Get my va home loan back or not

6 Replies

Hello all ! My name is Logan Wray and I have some what of a  dilemma. I am brand new to real estate investing but I think I am ready to tackle my first deal. I have questions on how should finance it. My current home was purchased using the no money down va home loan. I'm wanting to make another purchase in the near future preferably a multi family unit, but I don't know if I should just save up for the 20% down payment on a new property or refinance my current home with a traditional 30yr note and then once again use my va home loan for the new property? Feed back would be greatly appreciated.

Ps. I would like to rent out my current single family home and "house hack" the newly acquired property.

Logan 

Hey Logan,

I am in a similar situation as you are; I just got my real estate license, but have been renting out my previous home which was financed via a VA home loan. I have had tenants in that house for a year (I bought another property via VA) and was also wondering whether I would want to refi or keep it as it is. To me, the bottom line became the interest rate; I have a good interest rate on my home as it is (a foreclosure purchased in 2009); it didn't make a ton of sense to me to refi to a full point and a half more (at this point, it is an investment property, not my primary residence) so I decided that I would leave it as it is and use traditional lending or private lending for future buy and hold properties. You can probably do the math over the life of an amortized loan to see which option makes more sense for you. Hope that helps; this is my first post :)

How much EQUITY have you gained since purchasing your primary (either through smart bargain buying in the first place, or subsequent appreciation)?

If there is no equity (yet), and you're champing at the bit to get into a multi (say, 4-plex), maybe you could apply for an FHA-approved low 3.5% deposit Loan?

But please, try to get as much INSTANT equity as possible from the outset. Then after another year, you can ask the same question again - no large deposit needed! Thank you for your service...

@Logan Wray how much is tied up in your first VA loan? You can have simultaneous VA loans if you still have remaining eligibility. If you have some eligibility remaining but not enough to finance the whole new property then you have to pay 25% of the excess in the form of a down payment. Using round numbers below for an example:

VA loan amount eligibility: $400k (this is how much the VA will guarantee for you)

1st house: $180k
2nd house: up to $220k with 0% down. This will use up the remainder of your $400k guarantee.

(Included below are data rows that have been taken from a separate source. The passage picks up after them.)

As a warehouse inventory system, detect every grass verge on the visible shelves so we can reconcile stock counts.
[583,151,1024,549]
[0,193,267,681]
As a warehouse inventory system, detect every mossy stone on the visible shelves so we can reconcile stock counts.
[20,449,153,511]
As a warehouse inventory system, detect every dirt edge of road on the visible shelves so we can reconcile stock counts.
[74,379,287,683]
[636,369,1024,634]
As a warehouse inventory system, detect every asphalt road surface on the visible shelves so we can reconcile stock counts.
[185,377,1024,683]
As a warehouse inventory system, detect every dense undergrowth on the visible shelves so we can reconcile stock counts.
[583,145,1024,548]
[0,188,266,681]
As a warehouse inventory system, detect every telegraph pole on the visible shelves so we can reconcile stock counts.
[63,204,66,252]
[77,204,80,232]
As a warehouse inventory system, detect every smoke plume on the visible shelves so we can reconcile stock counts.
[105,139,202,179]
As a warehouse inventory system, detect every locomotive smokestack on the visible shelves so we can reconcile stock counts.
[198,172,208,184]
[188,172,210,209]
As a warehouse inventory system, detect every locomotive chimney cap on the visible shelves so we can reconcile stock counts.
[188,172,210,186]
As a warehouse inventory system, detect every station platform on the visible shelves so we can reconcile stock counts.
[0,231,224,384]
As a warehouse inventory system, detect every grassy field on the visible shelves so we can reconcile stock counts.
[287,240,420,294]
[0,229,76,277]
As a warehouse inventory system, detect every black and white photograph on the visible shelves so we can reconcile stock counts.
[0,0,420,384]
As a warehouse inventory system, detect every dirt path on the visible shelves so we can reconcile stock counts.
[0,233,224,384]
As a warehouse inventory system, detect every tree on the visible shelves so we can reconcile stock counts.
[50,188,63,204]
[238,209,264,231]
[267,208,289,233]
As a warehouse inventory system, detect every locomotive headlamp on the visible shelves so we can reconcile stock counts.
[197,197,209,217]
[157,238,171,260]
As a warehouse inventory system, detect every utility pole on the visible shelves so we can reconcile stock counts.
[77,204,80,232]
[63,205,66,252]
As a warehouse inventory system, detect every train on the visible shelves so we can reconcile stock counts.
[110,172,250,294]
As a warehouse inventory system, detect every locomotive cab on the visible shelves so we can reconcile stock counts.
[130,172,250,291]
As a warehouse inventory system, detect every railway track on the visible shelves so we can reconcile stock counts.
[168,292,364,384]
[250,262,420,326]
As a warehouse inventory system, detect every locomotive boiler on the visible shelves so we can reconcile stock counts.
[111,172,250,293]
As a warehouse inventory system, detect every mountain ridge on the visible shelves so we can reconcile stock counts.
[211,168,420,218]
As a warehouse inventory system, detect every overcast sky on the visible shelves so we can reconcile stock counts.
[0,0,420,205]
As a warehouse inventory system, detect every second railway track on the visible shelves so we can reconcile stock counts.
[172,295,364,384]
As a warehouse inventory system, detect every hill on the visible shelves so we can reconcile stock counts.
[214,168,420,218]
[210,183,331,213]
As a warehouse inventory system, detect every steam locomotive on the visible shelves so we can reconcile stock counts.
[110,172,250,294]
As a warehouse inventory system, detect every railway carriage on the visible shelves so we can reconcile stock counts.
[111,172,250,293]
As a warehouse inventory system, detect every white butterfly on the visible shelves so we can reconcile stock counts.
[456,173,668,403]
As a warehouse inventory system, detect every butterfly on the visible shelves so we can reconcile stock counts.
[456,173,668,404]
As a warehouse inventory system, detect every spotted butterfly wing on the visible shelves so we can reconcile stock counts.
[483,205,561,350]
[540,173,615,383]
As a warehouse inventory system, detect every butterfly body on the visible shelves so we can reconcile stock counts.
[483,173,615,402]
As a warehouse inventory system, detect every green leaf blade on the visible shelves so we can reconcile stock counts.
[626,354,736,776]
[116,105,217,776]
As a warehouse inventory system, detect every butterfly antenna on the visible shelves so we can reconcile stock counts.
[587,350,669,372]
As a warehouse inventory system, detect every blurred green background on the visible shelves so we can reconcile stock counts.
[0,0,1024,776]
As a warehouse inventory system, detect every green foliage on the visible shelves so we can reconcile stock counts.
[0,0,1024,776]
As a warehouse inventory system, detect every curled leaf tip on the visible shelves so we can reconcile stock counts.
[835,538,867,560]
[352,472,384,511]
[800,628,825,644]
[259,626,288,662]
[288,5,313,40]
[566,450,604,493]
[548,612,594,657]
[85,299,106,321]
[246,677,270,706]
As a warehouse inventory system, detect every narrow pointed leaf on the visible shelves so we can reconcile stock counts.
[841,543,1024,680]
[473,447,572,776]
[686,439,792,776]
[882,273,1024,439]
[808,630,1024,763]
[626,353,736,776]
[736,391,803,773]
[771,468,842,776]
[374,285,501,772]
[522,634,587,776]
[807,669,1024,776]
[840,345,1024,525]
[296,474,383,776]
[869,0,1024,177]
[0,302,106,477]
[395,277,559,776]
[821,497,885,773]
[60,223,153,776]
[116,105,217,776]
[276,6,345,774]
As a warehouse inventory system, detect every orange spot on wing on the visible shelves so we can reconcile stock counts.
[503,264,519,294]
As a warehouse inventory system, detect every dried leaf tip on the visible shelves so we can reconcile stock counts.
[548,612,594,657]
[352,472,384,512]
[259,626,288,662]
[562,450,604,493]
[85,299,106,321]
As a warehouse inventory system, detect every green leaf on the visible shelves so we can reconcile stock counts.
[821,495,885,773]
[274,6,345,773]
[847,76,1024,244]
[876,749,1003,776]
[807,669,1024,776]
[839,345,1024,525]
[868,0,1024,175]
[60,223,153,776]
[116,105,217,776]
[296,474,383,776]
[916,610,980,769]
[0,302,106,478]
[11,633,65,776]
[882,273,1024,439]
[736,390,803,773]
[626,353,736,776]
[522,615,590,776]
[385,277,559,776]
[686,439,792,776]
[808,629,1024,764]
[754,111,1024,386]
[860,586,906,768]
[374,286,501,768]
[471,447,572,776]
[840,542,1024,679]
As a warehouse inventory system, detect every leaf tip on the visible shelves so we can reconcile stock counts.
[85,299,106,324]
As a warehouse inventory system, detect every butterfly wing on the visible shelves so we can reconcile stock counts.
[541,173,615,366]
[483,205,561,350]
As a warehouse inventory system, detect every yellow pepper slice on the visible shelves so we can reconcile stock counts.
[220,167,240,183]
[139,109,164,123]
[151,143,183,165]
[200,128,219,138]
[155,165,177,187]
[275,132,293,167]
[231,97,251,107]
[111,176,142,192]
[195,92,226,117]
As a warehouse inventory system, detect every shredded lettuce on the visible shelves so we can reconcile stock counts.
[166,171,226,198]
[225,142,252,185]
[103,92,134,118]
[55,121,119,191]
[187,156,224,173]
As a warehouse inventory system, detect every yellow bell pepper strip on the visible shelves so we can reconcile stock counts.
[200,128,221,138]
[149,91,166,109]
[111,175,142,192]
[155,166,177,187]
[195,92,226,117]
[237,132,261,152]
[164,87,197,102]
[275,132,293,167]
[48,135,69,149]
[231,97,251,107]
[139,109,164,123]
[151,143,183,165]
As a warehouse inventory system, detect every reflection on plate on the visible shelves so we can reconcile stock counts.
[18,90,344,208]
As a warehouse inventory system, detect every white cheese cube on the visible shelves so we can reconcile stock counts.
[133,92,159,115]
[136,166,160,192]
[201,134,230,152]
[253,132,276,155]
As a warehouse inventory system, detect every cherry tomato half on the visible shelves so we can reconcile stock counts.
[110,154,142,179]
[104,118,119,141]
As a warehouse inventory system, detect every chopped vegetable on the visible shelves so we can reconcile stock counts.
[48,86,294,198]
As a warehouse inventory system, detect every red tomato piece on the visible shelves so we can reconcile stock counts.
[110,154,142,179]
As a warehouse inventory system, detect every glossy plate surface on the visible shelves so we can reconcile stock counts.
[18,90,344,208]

Let's say the second house (duplex in this case) costs $320k. You can still hold your own VA loan and do a VA loan on the new property.

2nd house: $320k sales price - $220k remaining eligibility = $100k excess. VA will require 25% down on any excess of your eligibility, in this case that is $25k cash. So you are now getting a $320k house with $25k down payment; a little less than 10%.

Check your county VA loan limit. This will let you know what your remaining eligibility is. Feel free to reach out if you have any questions. Long story short you can probably hold both on a VA loan, lock in the low interest rate on both properties, and save yourself the hassle of refinancing.

@Jay Brown , @Brent Coombs, and @Tyler Hodgson ,

Thanks for all the feedback! - Brent: I have around 20k in equity in my current home. I wasn't necessarily trying to pull any cash out of it though. I was under the impression that as long as I was under a "VA home loan" I had to occupy the residence until the house was sold or I paid off the note? This was my main reason to re fi. so I could hold the property and get into a new with zero down. - Jay, and Tyler: So from what you guys said I could take out a second VA loan on another property? What about the occupancy requirements? P.S I borrowed 200k for my first house with a va loan.

Given the very nature of your occupation, you can hardly be expected to promise to live in one home for the duration of its loan. I'm guessing that's also why you're NOT limited to just one VA Loan at a time (unlike FHA). [But, you'd be expected to space them out, like you are]. All the best...

Originally posted by @Brent Coombs :

Given the very nature of your occupation, you can hardly be expected to promise to live in one home for the duration of its loan. I'm guessing that's also why you're NOT limited to just one VA Loan at a time (unlike FHA). [But, you'd be expected to space them out, like you are]. All the best...

 Thank you sir! You as well and thanks for the advice.